Posted: 2016/05/31 15:40 | Author: Cong

On 11 o’clock A.M, May 29th, 2016, Dr. Qianwen Miao passed the Doctoral Dissertation Defense in the conference room on 9th floor of Automation Building. His thesis topic is ”Integration of ultra-high field MRI and histology for computational neuroanatomy research ”.

Here is the abstract:

Computational neuroanatomy utilizes various imaging modalities and computational techniques to model and quantify the spatiotemporal dynamics of neuroanatomical structures in both normal and clinical populations. Magnetic Resonance Imaging (MRI) has become the preferred tool in computational neuroanatomy studies because of its feasibility and noninvasiveness. Clinical MRI technology and computational methods corresponding has made great contributions in the field of macrostructural neuroanatomy. However, apply these techniques and methods to microstructural neuroanatomy research was difficult and questionable for the relatively low spatial resolution of clinical MRI. Main contributions of the dissertation can be summarized as follows:

(1) We proposed a systemic scheme for computational neuroanatomy study with multi-dimensional information (Cyto-and myeloarchitecture) from multi-modal ultra-high field MRI and multi-stain histology. Ultra-high field magnetic resonance imaging (MRI) at 7T or higher field has become increasingly relevant for neuroscientific research because of improved spatial resolutions. Histological studies for long played an important and fundamental role in brain development and neuropsychiatric disorder research. Current developments in the field of neurohistology are rediscovering the richness of immunohistological information when applying a multi-stain systematic approach to brain structure. By employing both of these technologies, we proposed a systemic scheme for computational neuroanatomy study, capable of revealing microstructural and macrostructural neuroanatomy of the tissue at the same time.

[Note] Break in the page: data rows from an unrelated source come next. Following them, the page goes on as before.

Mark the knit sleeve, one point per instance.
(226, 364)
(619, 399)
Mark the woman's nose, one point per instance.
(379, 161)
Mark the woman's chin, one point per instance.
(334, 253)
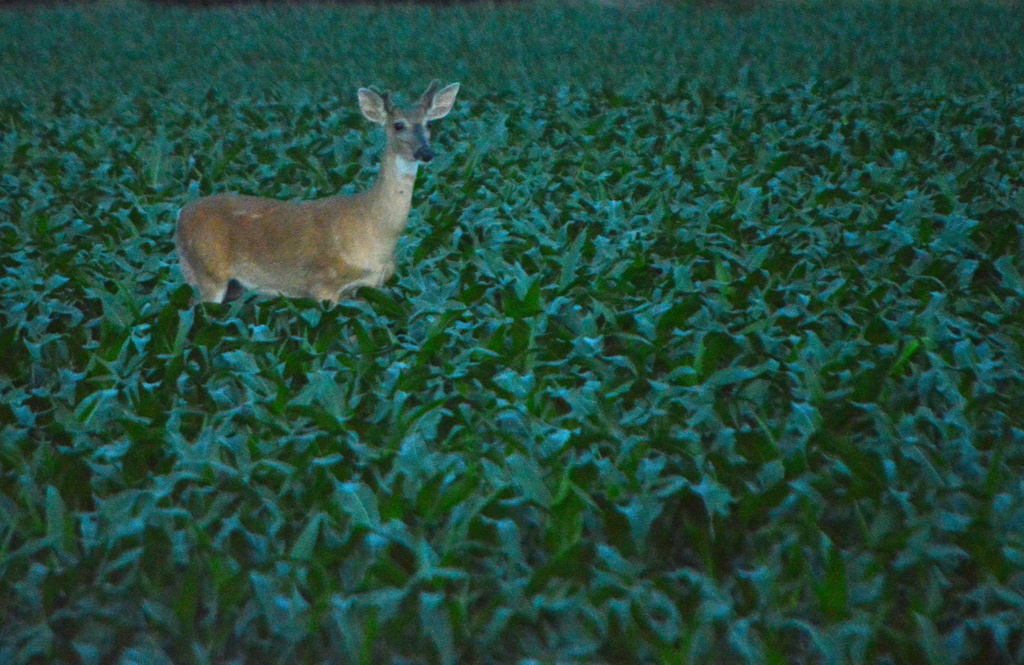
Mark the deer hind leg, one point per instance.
(334, 284)
(212, 284)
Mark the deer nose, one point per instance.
(423, 154)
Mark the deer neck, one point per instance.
(391, 196)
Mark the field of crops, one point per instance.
(706, 342)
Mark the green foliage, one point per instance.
(687, 376)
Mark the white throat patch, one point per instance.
(406, 168)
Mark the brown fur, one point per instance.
(318, 249)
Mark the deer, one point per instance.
(324, 248)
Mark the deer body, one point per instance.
(320, 249)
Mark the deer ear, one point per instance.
(440, 102)
(373, 106)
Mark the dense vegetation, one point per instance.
(705, 346)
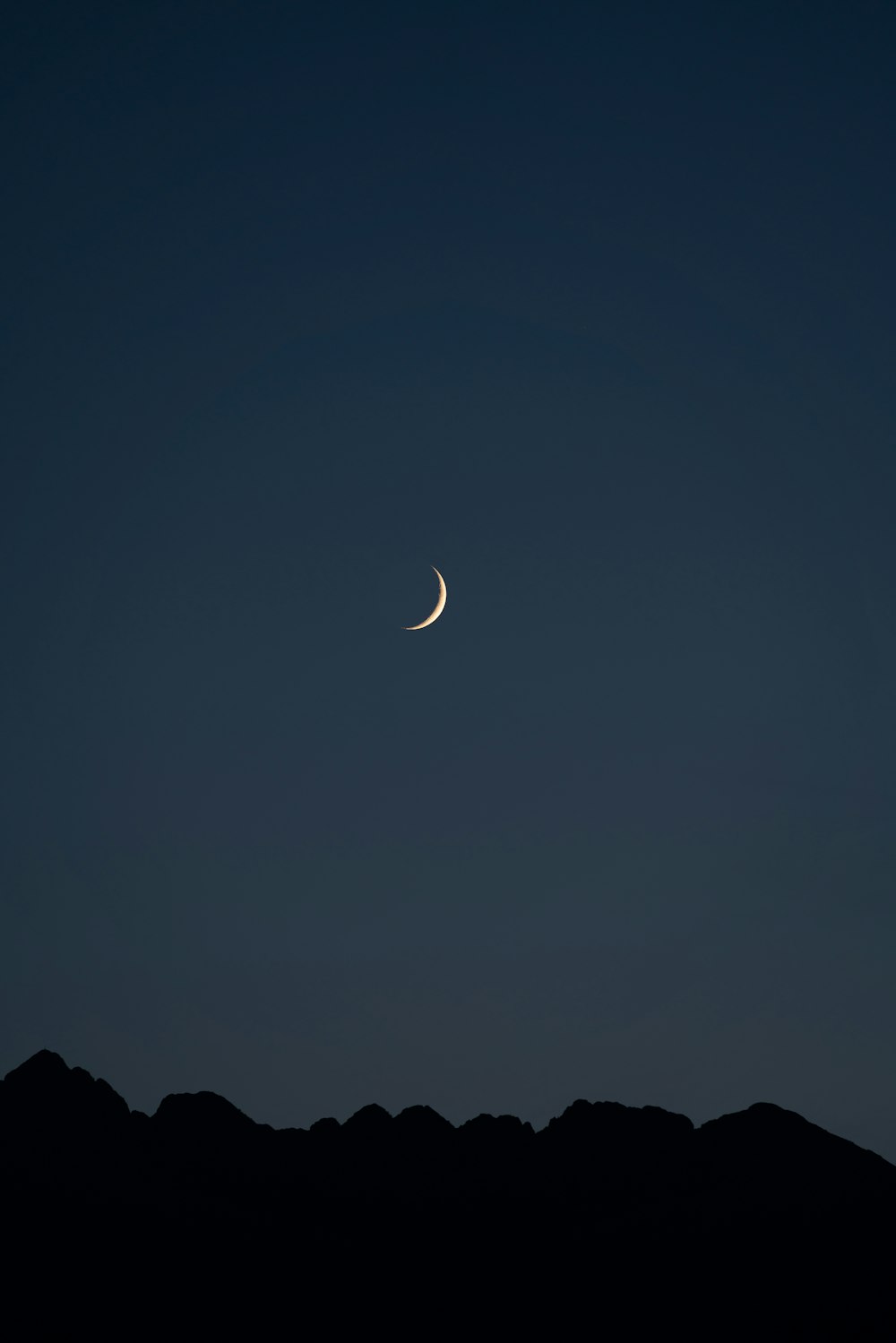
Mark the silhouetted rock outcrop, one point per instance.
(755, 1225)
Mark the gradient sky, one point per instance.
(590, 306)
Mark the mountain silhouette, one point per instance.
(624, 1221)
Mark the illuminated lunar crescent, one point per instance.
(440, 605)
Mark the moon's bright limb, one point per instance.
(440, 605)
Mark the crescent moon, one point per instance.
(440, 605)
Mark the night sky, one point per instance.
(591, 306)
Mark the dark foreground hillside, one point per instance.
(611, 1221)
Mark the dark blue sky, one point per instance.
(589, 306)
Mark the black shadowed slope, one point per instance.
(198, 1219)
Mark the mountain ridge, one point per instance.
(756, 1224)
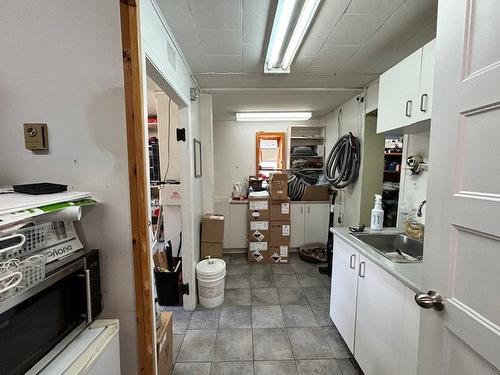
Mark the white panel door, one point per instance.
(297, 217)
(398, 94)
(316, 222)
(462, 244)
(379, 320)
(344, 290)
(424, 109)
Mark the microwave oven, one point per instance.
(34, 322)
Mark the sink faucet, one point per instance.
(419, 210)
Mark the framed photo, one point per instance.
(197, 159)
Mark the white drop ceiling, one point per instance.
(350, 43)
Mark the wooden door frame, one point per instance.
(132, 70)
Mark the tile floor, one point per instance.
(274, 320)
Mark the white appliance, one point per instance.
(95, 351)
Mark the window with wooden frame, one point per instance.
(270, 155)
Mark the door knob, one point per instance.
(430, 300)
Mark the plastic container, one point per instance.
(377, 221)
(211, 275)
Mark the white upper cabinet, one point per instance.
(426, 82)
(405, 91)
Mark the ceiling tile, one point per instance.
(313, 42)
(194, 55)
(216, 14)
(374, 7)
(329, 13)
(220, 42)
(355, 29)
(256, 5)
(183, 25)
(254, 28)
(224, 64)
(167, 6)
(253, 55)
(333, 56)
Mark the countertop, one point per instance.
(410, 274)
(245, 201)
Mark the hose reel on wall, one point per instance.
(342, 165)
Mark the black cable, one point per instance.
(342, 165)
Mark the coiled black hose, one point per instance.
(342, 166)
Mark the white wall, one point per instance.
(352, 120)
(234, 151)
(62, 64)
(413, 188)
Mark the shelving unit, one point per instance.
(312, 136)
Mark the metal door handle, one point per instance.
(430, 300)
(424, 96)
(352, 261)
(362, 268)
(408, 108)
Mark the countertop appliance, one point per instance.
(36, 320)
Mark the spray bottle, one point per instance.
(377, 221)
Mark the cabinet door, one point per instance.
(238, 226)
(297, 216)
(398, 94)
(316, 222)
(378, 320)
(344, 289)
(424, 110)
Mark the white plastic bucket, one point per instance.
(211, 275)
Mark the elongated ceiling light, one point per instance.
(281, 26)
(273, 116)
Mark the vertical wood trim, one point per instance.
(129, 14)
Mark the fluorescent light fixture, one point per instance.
(282, 26)
(273, 116)
(305, 18)
(281, 22)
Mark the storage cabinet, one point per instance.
(405, 91)
(374, 312)
(309, 223)
(343, 299)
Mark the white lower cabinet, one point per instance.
(343, 299)
(379, 317)
(309, 223)
(374, 312)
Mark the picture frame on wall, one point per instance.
(197, 158)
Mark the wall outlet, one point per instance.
(36, 137)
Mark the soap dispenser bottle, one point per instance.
(377, 221)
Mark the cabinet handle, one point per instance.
(362, 268)
(352, 261)
(408, 108)
(423, 99)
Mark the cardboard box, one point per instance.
(212, 228)
(316, 193)
(164, 344)
(278, 186)
(280, 231)
(280, 211)
(212, 249)
(279, 252)
(258, 256)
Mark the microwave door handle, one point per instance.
(88, 296)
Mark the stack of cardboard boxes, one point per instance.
(279, 216)
(258, 228)
(212, 236)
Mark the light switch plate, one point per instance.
(36, 137)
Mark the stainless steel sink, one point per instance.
(397, 247)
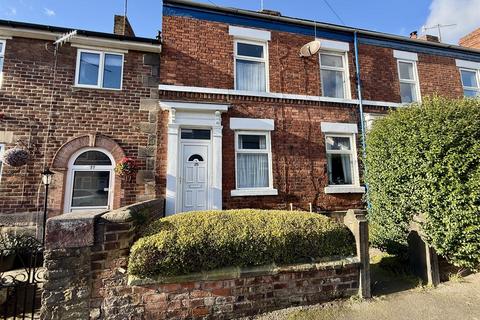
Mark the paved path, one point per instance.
(450, 301)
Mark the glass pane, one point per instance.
(93, 158)
(408, 92)
(332, 84)
(197, 134)
(471, 93)
(89, 66)
(251, 75)
(252, 142)
(112, 75)
(252, 170)
(339, 169)
(90, 188)
(249, 50)
(196, 157)
(406, 70)
(331, 61)
(469, 78)
(338, 143)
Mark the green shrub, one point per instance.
(425, 160)
(207, 240)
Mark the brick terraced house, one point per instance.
(228, 115)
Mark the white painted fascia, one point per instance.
(405, 55)
(274, 95)
(248, 33)
(467, 64)
(81, 40)
(344, 189)
(331, 45)
(338, 127)
(253, 192)
(192, 106)
(252, 124)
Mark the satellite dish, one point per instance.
(310, 48)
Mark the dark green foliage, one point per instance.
(207, 240)
(425, 160)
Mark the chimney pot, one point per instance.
(121, 26)
(271, 12)
(430, 38)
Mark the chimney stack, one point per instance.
(471, 40)
(121, 26)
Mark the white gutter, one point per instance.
(273, 95)
(81, 40)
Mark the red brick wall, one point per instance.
(25, 102)
(112, 298)
(200, 53)
(439, 75)
(298, 151)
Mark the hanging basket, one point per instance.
(126, 168)
(16, 157)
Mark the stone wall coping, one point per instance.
(243, 272)
(63, 231)
(126, 214)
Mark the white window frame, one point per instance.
(265, 59)
(347, 94)
(255, 191)
(2, 151)
(477, 75)
(415, 81)
(2, 55)
(101, 69)
(71, 174)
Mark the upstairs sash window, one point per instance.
(251, 66)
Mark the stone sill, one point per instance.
(344, 189)
(239, 272)
(253, 192)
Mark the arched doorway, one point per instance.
(90, 181)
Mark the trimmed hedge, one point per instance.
(425, 159)
(206, 240)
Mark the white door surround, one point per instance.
(190, 115)
(194, 175)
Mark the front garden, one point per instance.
(202, 241)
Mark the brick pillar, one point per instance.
(83, 248)
(357, 222)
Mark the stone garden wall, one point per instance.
(87, 256)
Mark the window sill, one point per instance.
(253, 192)
(77, 86)
(344, 189)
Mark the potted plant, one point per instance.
(127, 168)
(16, 157)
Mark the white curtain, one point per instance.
(250, 75)
(252, 170)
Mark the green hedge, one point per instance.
(207, 240)
(425, 159)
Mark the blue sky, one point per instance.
(394, 16)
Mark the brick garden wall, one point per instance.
(122, 116)
(86, 277)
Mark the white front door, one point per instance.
(194, 179)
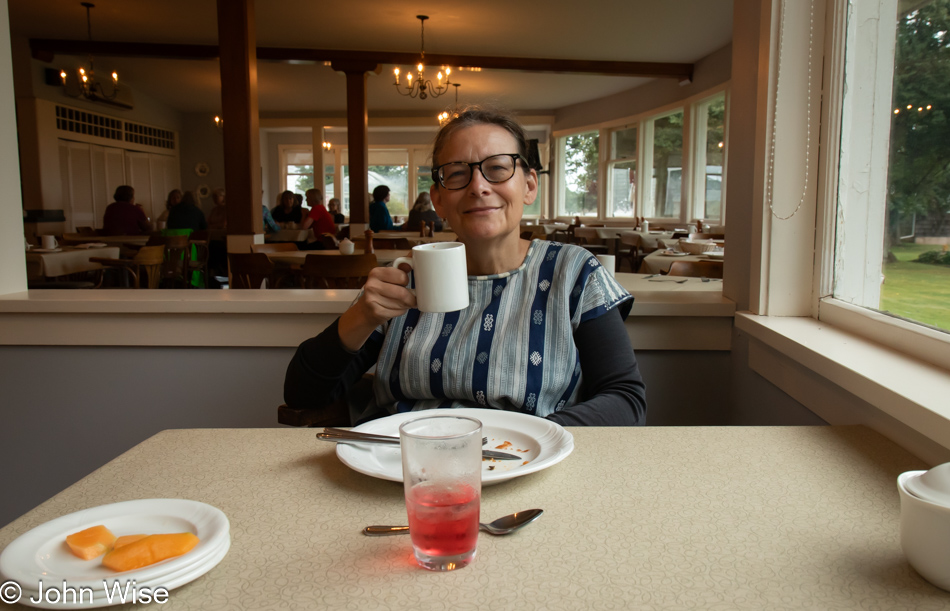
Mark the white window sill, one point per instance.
(908, 391)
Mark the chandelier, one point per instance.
(416, 84)
(445, 115)
(88, 86)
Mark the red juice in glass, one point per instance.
(443, 518)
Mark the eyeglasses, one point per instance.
(458, 174)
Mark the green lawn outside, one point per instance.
(918, 291)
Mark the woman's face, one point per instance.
(483, 211)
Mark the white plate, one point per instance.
(543, 443)
(180, 577)
(42, 553)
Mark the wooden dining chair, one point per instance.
(148, 260)
(250, 270)
(336, 272)
(696, 269)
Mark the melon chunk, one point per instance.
(90, 543)
(126, 539)
(149, 550)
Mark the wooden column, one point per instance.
(237, 41)
(357, 136)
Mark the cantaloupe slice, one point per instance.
(151, 549)
(126, 539)
(90, 543)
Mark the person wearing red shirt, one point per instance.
(319, 218)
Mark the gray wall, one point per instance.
(67, 411)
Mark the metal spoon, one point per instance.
(502, 526)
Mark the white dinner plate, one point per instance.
(177, 578)
(542, 442)
(42, 553)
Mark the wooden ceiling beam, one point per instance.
(46, 49)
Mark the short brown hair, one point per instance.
(478, 115)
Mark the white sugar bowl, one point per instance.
(925, 533)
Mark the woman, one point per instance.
(543, 334)
(422, 211)
(174, 198)
(287, 213)
(333, 206)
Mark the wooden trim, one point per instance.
(47, 48)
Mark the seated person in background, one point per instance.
(187, 214)
(319, 218)
(286, 212)
(270, 225)
(218, 219)
(543, 334)
(124, 216)
(333, 207)
(379, 219)
(422, 211)
(174, 197)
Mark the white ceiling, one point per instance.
(618, 30)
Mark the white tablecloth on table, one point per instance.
(70, 260)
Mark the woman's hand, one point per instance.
(385, 296)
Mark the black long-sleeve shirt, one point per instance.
(612, 394)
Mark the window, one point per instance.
(709, 148)
(622, 173)
(296, 167)
(665, 197)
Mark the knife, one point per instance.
(351, 437)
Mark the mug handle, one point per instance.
(407, 261)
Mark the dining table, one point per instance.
(750, 517)
(659, 261)
(297, 257)
(66, 260)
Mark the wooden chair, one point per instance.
(336, 272)
(250, 270)
(696, 269)
(275, 247)
(148, 259)
(590, 239)
(633, 254)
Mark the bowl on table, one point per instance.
(696, 247)
(925, 533)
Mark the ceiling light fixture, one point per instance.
(86, 85)
(417, 85)
(444, 116)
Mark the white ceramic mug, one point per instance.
(609, 262)
(440, 272)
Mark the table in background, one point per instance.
(69, 260)
(111, 240)
(656, 262)
(289, 235)
(297, 257)
(646, 517)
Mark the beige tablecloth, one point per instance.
(70, 260)
(636, 518)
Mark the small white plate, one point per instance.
(543, 443)
(42, 553)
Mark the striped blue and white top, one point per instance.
(512, 348)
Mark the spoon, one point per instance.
(502, 526)
(932, 485)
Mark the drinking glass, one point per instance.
(442, 475)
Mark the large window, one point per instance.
(580, 166)
(892, 253)
(622, 173)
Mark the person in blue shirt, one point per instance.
(379, 218)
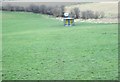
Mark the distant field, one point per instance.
(110, 9)
(38, 47)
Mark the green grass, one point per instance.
(40, 47)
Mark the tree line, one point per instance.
(57, 11)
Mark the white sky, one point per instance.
(59, 0)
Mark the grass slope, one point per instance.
(110, 9)
(39, 47)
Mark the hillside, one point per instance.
(38, 47)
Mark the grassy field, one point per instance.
(40, 47)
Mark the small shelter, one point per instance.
(68, 21)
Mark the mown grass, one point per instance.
(40, 47)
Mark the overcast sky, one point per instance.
(61, 0)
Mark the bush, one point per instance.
(92, 15)
(57, 11)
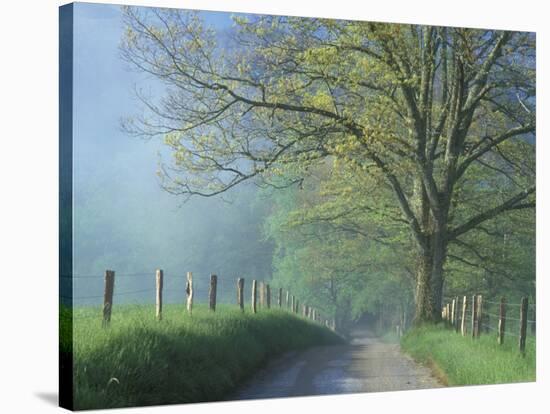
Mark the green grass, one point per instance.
(141, 361)
(464, 361)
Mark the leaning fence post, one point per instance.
(189, 291)
(159, 279)
(108, 296)
(254, 296)
(523, 324)
(479, 315)
(463, 321)
(457, 310)
(474, 311)
(240, 293)
(534, 321)
(212, 292)
(501, 320)
(453, 313)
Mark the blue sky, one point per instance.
(115, 185)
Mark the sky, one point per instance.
(123, 220)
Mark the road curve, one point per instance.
(366, 364)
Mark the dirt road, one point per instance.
(364, 365)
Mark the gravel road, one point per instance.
(366, 364)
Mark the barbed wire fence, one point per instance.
(158, 288)
(474, 315)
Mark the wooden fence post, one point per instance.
(453, 305)
(159, 278)
(523, 324)
(212, 292)
(108, 296)
(240, 293)
(463, 327)
(189, 291)
(254, 296)
(262, 294)
(534, 323)
(457, 317)
(501, 321)
(474, 319)
(479, 312)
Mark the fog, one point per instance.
(123, 219)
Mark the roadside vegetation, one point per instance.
(460, 360)
(204, 357)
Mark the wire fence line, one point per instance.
(189, 288)
(474, 314)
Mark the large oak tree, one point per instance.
(428, 112)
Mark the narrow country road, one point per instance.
(366, 364)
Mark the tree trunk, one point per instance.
(429, 279)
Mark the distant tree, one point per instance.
(434, 114)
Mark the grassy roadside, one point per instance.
(459, 360)
(141, 361)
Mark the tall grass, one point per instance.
(141, 361)
(464, 361)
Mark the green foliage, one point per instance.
(141, 361)
(412, 137)
(465, 361)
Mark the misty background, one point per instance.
(123, 219)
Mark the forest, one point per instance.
(388, 165)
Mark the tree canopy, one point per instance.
(424, 136)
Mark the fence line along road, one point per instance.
(258, 288)
(474, 314)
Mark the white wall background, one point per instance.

(2) Data acquisition and processing methods for the proposed computational neuroanato my study scheme. 7T and 9.4T MRI scanners and multi-stain immunohistological technique were applied in the scheme. To tackle the image integration problem of multi-modal data, liner and non-liner registration method and multi-step registration strategy were applied. The results suggested good accuracy of image information integration.

(3) Human hypothalamus anatomy study using the computational neuroanatomy study scheme. To test the feasibility of the scheme, we processed the complex and incompletely known human hypothalamus using the full processing pipeline, and further explored the anatomy/connectivity of hypothalamus using fiber clustering technique. The results may push our understanding of human hypothalamus forward.